Betânia de Moraes Alfonsin: A gente ainda tem um déficit habitacional muito grande no Brasil, gira em torno de 4,5 milhões de unidades habitacionais. A gente tem alguns programas importantes, como o Minha Casa Minha Vida, mas ele não foi capaz de diminuir significativamente esse déficit. Além disso, não é só a questão numérica, mas a qualidade do estoque habitacional existente, porque uma boa parte das cidades brasileiras foi produzida de forma irregular. São habitações precárias, assentamentos com carência de infraestrutura, com todo o sistema viário produzido de maneira irregular, e as pessoas vivem com muita insegurança jurídica, ou seja, com medo de serem despejadas. A gente tem graves problemas também na área da regularização fundiária, de qualificação desses assentamentos, urbanização.
Pioneiro: E como se resolvem esses problemas?
Betânia: Acho que o Brasil erra ao apostar somente na construção de novas unidades habitacionais, em programas como o Minha Casa Minha Vida, porque a gente tem uma legislação de regularização fundiária e esses programas foram muito abandonados no último período.
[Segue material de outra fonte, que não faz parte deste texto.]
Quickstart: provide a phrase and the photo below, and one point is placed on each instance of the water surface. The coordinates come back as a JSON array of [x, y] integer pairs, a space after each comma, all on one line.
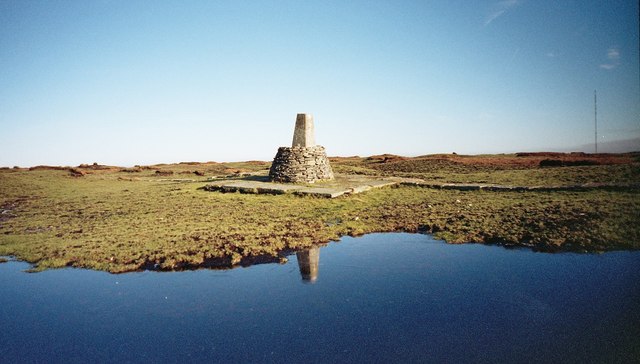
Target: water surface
[[377, 298]]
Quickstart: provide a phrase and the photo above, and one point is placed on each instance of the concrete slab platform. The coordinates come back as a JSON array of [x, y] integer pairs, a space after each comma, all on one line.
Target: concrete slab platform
[[341, 186]]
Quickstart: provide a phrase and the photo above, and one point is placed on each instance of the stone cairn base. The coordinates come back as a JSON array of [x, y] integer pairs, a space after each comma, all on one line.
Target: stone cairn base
[[300, 165]]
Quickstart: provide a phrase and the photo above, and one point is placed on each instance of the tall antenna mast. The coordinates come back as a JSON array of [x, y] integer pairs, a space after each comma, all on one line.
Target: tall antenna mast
[[595, 115]]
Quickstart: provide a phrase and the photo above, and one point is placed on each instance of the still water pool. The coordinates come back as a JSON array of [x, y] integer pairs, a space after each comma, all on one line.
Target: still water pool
[[377, 298]]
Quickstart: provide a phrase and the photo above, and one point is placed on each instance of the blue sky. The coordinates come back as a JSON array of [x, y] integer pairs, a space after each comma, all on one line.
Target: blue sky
[[141, 82]]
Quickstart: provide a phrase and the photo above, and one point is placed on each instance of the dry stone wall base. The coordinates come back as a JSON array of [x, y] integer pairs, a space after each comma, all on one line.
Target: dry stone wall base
[[300, 165]]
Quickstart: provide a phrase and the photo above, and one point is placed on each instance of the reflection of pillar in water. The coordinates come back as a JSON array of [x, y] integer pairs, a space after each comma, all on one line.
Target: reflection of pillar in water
[[308, 261]]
Isso tem que ser recuperado, e todos esses assentamentos que fazem parte do processo de urbanização brasileira – que, na verdade, são as nossas favelas, os loteamentos clandestinos e irregulares – têm que ser olhados com uma atenção especial. A cidade é plural, mas precisa ser qualificada e acho que os governos, em todos os níveis, deveriam retomar esses programas de regularização fundiária, transformando as favelas em bairros, integrando essa população à cidade, garantindo segurança da posse e também urbanizando.
Pioneiro: O que é uma moradia adequada? Os brasileiros, de forma geral, vivem de maneira adequada?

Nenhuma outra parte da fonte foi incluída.